A passing screen is invisible to the SPA: there is no screening field in a success response to read or surface — a screened-and-allowed login/sign-up/payout just returns the normal 200/201 response as if screening never happened.

The two login limiter buckets (429)

POST /login (client + operator) and POST /api/v1/mfa/challenge are throttled by throttle:login, which returns an array of two limits — whichever trips first 429s (authentication README):

  1. a tight (email|ip) bucket at 5/min;
  2. an IP-independent identity-alone companion at 20/min (closes distributed IP-rotation).

Both return 429 with Retry-After (plus standard X-RateLimit-* headers). This limiter is load-bearing precisely because an enabled device-risk feature makes each login a metered/paid vendor call — respect the cooldown.
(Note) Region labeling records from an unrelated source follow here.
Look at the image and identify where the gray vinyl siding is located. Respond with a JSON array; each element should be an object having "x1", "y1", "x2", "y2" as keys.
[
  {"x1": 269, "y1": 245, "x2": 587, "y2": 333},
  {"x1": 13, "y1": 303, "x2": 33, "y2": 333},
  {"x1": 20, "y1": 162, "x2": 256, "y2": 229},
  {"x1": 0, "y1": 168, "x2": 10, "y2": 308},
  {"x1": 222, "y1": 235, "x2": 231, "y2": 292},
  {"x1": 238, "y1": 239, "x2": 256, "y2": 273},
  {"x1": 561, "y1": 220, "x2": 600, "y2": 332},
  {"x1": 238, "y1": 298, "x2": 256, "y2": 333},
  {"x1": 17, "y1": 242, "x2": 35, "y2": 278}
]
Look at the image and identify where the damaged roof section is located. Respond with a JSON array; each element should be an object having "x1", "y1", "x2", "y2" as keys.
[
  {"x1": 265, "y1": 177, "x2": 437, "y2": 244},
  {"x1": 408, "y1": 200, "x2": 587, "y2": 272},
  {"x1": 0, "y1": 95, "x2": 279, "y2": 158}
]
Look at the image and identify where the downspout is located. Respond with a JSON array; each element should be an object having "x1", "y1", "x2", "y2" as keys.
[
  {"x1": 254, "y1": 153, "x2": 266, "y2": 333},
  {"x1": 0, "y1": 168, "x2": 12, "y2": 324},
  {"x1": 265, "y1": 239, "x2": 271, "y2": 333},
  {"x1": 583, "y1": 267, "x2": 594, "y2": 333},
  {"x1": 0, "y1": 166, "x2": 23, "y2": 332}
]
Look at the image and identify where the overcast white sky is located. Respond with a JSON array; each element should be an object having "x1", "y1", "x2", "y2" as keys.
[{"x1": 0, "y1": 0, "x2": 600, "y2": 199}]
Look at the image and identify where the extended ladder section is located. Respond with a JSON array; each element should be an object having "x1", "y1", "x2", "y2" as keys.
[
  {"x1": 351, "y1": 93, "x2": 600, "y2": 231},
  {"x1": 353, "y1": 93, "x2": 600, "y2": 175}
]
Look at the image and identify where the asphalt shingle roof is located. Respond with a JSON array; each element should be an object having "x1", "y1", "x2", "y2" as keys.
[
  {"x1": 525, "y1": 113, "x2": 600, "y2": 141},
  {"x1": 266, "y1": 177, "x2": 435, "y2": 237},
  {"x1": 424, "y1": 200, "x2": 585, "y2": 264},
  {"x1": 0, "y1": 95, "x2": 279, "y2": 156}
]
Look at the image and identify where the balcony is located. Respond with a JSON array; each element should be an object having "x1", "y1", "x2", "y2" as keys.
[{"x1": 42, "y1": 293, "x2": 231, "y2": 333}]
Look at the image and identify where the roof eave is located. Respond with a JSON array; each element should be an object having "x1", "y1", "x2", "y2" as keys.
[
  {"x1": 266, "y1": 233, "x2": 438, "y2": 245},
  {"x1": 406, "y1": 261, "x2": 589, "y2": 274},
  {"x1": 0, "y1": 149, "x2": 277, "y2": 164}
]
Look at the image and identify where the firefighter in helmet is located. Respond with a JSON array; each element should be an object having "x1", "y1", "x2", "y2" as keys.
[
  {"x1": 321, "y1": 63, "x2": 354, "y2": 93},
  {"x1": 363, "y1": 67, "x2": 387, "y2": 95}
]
Silent fail-open on login vs. the payout posture

  • Login / sign-up = fail-OPEN. If device_token is omitted (or the agent was blocked, or the vendor is down), the login/sign-up proceeds with reduced protection — no error, no friction. A missing token never bricks a login. (This is why you can ship the fields before enablement.)
  • Payout = never-silent, fail-CLOSED-to-step-up. On the money path a screening that can't complete is not silently ignored: it is durably recorded and the request is blocked with FRAUD_SCREENING_REQUIRED unless a fresh step-up is present. So on a payout, omitting the token routes into the screening-required posture once the feature is enabled — collect a real token for payout submits.

Operational notes

  • CSP connect-src. The vendor agent phones home from the browser, so add the agent host(s) to your Content-Security-Policy connect-src (and script-src if you load the SDK from the vendor CDN rather than bundling):
    • Fingerprint: the region endpoint you loaded — api.fpjs.io or eu.api.fpjs.io or ap.api.fpjs.io (match the account region).
    • SEON: the SEON JS SDK / collection host ⚠ (confirm the exact host at integration).
  • Ad-blockers are a real failure mode. Fingerprinting agents are commonly blocked by ad/tracker blockers → get()/getSession() fails → no token → the documented postures apply (login proceeds fail-open; a payout routes to screening-required). Handle a failed collection gracefully: submit without the token on login/sign-up; on a payout, surface the step-up path. Vendors offer a first-party proxy / custom-subdomain option to reduce blocking ⚠ (verify availability + setup against vendor docs); it is not wired server-side today.
  • Never persist or log device_token client-side. It is a single-use, per-event opaque handle — do not write it to localStorage/sessionStorage, application logs, or analytics. Collect a fresh one immediately before each submit (see the freshness note above) rather than storing one for reuse.
  • Privacy / consent. IP, user-agent, and device data are DLP-classified as Pii and encrypted at rest server-side (fraud README, DLP section). The frontend surface that collects device signals should align with the tenant's privacy policy / cookie-consent posture — flag this for legal review at enablement time, per jurisdiction.
  • Sandbox testing. Both vendors offer sandbox modes / test keys ⚠ (confirm current setup at integration). Because the feature is deploy-gated, end-to-end verification needs the fraud.device-risk feature enabled for a test tenant (and fraud.central_provider set for the operator/sign-up central surfaces). Note two known go-live gates from D102: the Fingerprint plan must include Smart Signals (an identification-only plan silently bands everything to Allow), and Fingerprint's per-second rate-limit ceiling is plan-scoped and unpublished (sandbox-confirm).

Where to read the backend side

  • fraud README — the guard, the two stores, verdict mapping, dedup, the webhook, retention.
  • authentication README — the device fields on the auth commands, the 429 login-limiter contract, the abilities feed.
  • foundation README — the ErrorCode table (FRAUD_BLOCKED / FRAUD_SCREENING_REQUIRED / STEP_UP_REQUIRED) and the bus gate order.
  • D102 — the go-live decision, deploy gates, and guard postures.
  • 11-fraud-device-login.md — the program tracking file, including §7 where the "expose routed provider to the SPA" decision is tracked.